Мой первый инстинкт — издать леденящий душу вопль и вытащить меч.

Но я вижу что-то, лежащее перед Пейдж.

Шок от того, что ее так жестоко связали, словно какое-то животное, не давал мне увидеть все сцену целиком. Но теперь я вижу нечто темное и неподвижное, как скала. Оно напоминает мне кое-что такое, во что я не хочу верить.

Это тело.

Это парень с битой, который напал на меня со своими дружками.

Я отвожу взгляд. Я не хочу осмысливать то, что только что видели мои глаза. Я не хочу видеть отсутствующие у него куски мяса.
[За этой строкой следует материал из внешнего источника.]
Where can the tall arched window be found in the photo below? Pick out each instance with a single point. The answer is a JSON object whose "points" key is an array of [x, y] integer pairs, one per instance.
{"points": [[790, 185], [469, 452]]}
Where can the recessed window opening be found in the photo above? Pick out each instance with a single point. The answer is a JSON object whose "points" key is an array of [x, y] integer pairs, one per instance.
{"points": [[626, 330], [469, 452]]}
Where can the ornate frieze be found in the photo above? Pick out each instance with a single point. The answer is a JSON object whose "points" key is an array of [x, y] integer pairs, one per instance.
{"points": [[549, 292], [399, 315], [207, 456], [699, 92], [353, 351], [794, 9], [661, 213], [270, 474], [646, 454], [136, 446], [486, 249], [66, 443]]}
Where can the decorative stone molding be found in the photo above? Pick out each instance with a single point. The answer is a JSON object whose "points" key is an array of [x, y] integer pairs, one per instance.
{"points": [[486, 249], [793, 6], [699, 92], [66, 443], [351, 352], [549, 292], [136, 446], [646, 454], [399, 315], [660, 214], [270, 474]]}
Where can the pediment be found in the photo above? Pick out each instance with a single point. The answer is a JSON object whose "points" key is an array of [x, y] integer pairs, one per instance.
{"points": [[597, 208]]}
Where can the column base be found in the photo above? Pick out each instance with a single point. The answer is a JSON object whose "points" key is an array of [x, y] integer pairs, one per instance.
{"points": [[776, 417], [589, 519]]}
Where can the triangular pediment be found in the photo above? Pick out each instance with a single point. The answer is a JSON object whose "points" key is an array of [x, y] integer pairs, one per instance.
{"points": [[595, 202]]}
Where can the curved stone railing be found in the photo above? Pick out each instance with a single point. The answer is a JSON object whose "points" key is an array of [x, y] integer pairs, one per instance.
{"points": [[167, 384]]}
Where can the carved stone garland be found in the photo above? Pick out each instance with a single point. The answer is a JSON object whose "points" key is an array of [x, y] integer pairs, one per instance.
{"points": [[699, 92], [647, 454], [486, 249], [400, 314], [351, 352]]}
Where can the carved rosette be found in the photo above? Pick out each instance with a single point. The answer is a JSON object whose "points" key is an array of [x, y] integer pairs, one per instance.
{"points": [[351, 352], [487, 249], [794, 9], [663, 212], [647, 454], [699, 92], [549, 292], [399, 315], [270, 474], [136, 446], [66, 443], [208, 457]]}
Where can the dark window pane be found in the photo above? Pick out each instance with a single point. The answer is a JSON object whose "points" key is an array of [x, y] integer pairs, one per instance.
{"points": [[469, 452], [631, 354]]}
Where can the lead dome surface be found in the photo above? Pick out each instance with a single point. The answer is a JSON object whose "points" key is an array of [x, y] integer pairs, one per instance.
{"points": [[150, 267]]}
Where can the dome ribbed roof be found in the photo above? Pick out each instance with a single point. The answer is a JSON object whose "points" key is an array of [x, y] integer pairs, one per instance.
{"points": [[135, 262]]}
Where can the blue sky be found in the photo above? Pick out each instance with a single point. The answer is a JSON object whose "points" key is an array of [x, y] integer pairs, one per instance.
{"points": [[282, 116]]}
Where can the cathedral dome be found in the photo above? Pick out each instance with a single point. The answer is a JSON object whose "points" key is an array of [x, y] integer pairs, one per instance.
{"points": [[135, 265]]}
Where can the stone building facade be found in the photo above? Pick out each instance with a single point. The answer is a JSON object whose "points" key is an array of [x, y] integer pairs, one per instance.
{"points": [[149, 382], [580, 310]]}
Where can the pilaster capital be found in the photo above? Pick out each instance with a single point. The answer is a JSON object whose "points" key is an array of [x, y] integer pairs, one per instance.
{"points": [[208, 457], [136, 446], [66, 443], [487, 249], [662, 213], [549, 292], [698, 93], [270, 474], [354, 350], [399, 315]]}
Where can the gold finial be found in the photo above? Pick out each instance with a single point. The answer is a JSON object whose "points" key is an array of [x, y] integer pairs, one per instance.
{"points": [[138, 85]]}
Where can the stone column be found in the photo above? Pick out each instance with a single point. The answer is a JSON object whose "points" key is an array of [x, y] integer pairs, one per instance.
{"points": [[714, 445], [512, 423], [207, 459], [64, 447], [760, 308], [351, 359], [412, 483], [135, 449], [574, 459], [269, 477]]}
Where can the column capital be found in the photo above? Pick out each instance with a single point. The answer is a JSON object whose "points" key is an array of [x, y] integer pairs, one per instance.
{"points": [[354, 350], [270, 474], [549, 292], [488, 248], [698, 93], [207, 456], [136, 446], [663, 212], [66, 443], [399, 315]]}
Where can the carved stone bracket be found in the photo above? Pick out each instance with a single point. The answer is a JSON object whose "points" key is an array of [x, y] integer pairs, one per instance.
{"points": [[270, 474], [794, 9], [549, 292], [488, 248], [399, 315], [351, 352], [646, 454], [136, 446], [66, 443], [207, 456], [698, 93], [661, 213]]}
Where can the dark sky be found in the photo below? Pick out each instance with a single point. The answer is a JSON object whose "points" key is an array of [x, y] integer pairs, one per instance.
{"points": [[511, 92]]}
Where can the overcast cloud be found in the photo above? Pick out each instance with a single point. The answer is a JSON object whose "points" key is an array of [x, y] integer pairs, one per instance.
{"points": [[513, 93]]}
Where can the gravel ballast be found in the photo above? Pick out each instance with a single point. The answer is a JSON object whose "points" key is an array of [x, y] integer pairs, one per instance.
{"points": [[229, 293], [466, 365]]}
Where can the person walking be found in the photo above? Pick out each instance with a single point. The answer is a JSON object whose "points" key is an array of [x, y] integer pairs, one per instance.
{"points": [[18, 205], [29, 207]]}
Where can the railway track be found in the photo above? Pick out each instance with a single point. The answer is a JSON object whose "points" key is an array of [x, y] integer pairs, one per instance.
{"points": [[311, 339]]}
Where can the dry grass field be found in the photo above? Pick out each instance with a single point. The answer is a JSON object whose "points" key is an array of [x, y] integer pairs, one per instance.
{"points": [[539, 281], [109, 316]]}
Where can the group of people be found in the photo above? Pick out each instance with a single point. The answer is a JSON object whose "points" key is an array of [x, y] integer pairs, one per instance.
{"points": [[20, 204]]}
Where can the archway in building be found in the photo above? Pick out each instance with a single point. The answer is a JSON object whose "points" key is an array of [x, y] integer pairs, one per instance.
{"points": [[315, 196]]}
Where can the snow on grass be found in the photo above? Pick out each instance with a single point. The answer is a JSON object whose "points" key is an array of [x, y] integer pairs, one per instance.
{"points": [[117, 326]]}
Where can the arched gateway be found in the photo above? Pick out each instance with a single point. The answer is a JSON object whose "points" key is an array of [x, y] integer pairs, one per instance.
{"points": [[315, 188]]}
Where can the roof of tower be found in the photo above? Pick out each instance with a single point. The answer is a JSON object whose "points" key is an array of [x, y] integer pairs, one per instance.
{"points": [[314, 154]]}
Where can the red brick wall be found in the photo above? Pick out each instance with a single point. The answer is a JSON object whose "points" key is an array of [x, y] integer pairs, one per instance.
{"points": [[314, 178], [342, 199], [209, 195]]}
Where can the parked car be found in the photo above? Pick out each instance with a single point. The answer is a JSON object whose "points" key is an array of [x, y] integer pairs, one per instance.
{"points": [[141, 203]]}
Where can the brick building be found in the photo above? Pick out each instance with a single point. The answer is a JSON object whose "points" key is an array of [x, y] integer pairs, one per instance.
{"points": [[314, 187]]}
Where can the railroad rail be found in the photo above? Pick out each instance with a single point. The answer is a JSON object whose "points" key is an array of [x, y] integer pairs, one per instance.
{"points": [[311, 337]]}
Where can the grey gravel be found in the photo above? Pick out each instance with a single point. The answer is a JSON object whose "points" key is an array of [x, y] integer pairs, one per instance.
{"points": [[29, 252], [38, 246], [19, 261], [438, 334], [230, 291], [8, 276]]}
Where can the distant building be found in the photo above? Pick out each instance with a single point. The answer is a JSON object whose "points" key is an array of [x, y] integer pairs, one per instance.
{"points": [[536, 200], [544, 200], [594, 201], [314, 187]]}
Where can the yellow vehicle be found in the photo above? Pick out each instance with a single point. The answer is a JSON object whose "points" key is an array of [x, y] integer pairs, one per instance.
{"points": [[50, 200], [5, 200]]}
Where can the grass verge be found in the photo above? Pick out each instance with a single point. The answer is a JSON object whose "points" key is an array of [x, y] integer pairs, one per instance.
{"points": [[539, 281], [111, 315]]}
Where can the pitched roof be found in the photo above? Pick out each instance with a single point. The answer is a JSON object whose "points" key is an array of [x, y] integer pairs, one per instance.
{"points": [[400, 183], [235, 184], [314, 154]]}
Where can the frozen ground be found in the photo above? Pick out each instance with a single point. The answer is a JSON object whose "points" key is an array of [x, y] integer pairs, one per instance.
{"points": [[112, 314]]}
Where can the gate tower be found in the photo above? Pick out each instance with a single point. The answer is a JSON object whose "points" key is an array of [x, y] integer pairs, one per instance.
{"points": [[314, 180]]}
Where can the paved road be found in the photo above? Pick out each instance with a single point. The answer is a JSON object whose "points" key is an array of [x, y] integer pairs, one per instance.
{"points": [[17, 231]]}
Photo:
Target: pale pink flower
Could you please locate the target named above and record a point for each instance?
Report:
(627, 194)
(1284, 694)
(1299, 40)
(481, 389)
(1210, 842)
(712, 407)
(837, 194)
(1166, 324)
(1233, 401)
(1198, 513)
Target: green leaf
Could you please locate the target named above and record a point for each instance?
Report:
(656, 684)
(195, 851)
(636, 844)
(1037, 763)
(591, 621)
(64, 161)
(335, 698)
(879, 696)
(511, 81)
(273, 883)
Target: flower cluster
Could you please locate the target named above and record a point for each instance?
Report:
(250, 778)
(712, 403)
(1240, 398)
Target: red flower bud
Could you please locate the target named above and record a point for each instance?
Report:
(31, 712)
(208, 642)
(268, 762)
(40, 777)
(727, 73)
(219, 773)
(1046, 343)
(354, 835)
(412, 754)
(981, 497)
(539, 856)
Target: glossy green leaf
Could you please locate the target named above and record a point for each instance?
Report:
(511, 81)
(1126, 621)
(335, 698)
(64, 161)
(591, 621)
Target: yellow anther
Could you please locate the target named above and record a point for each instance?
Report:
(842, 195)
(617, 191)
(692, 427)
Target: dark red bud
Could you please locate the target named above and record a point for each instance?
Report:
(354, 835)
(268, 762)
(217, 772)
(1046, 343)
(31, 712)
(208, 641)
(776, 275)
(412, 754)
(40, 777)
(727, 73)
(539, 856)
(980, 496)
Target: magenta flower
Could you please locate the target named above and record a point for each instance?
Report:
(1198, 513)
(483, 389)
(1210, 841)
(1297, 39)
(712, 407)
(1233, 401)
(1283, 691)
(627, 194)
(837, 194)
Я не хочу думать о том, что это значит.

Я не могу…

Пейдж высовывает язык и слизывает кровь со своих губ.

Она закрывает глаза и глотает. На мгновение ее лицо расслабляется.

Спокойствие.

Она открывает глаза и смотрит на тело у своих ног. Словно ничего не может с собой поделать.

Часть меня все еще ждет, что ее передернет от отвращения при виде трупа. Отвращение есть. Но есть еще и вспышка тоски. Голод.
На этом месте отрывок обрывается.